Clients who need website building services often find themselves lost with all of the technical jargon they hear, and designers and writers often feel frustrated by the lack of knowledge. There are a few points to keep in mind when working on website building projects for the less technologically inclined.

Don’t Assume Anything

Have you ever tried to explain a basic web action to someone who has little experience online? Even a simple statement such as “click in the text box” can be confusing. Instead, try to go slowly. Try this one out: “do you see the box in the middle of the page with the words ‘XYZ’ at the top? Move the mouse until the arrow points to it and press the left mouse button.” While it takes longer to explain and makes website building a slow process, you will find your clients are more appreciative when you take the time to explain things on their level.

Don’t Explain Everything

Let’s face it. Your clients probably don’t care how you decided to use the platform you chose for their site. They probably really do not understand what you are saying about the pros of Joomla over Drupal. The client just wants to see a nicely done site and know how to make changes to it easily. Leave some mystery to the website building process. Unless your client asks or there is a pressing need for the client to know something, it’s probably best to leave out extraneous techie information.
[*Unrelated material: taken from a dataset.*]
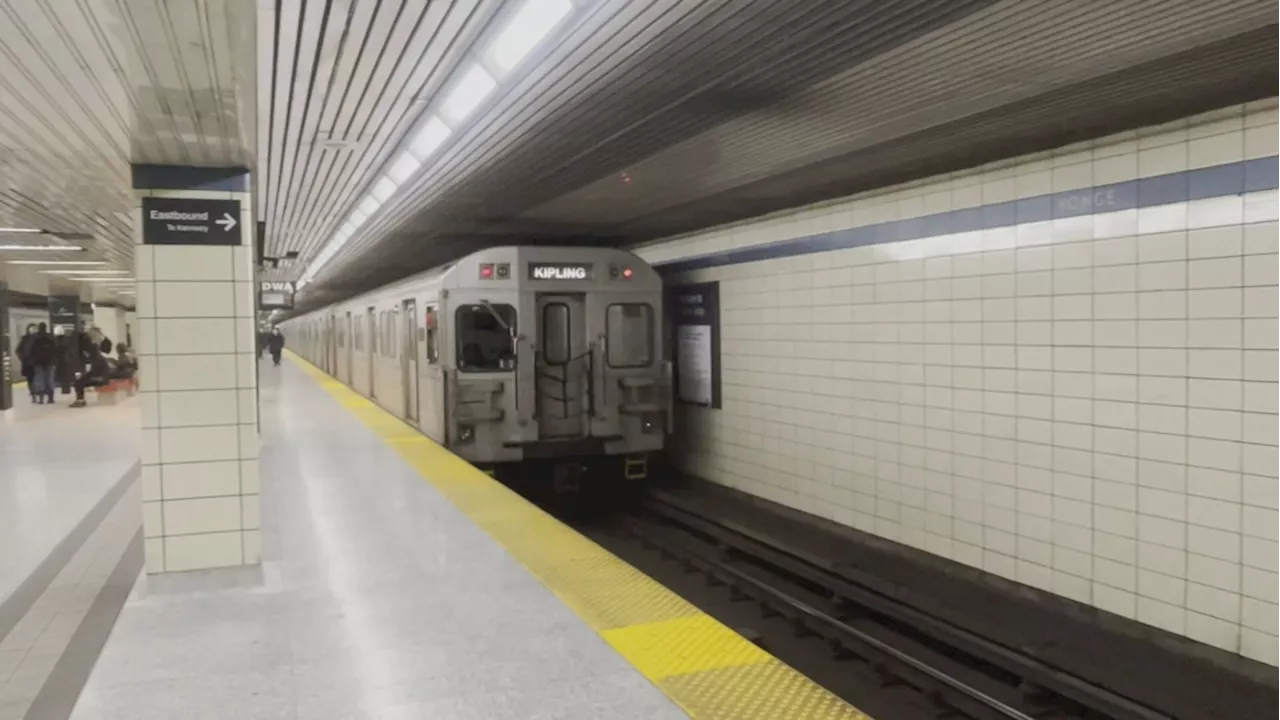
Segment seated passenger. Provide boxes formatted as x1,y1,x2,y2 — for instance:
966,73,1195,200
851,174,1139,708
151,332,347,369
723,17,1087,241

Don’t Let Frustration Show

So, you’ve explained what a blog is 14 times and even sent links of sample blogs. And your client still wants to know what “this blogging fuss” is all about. Close your eyes. Take a deep breath. Explain it again. If you have been over the same material repeatedly, you have three basic ways to remedy the problem. Offer to write down the information your client keeps asking to have explained. Sometimes when people can read about what they need to know, it’s easier. Another option is to provide links to good sites with beginner-level information. Reading someone else’s explanation coupled with yours may click for the client in a way that just your explanation does not.

An old teacher’s trick you can try is to have the client tell you what he understands from your descriptions. If your client is the one asking about blogging repeatedly, you can say “what do you think a blog is?” Non-threatening questions, such as “can you tell me how much is making sense,” can help your client tell you where the breakdown in communication is. Perhaps there is a misunderstanding early on that would help solve the problem.

Website building is a complex process. Unlike other industries, the final product is easy to see but hard to visualize coming to fruition. Few people think much about how website building happens, and especially for clients who reached middle age before ever using the Internet, the whole concept can be a bit mind-boggling.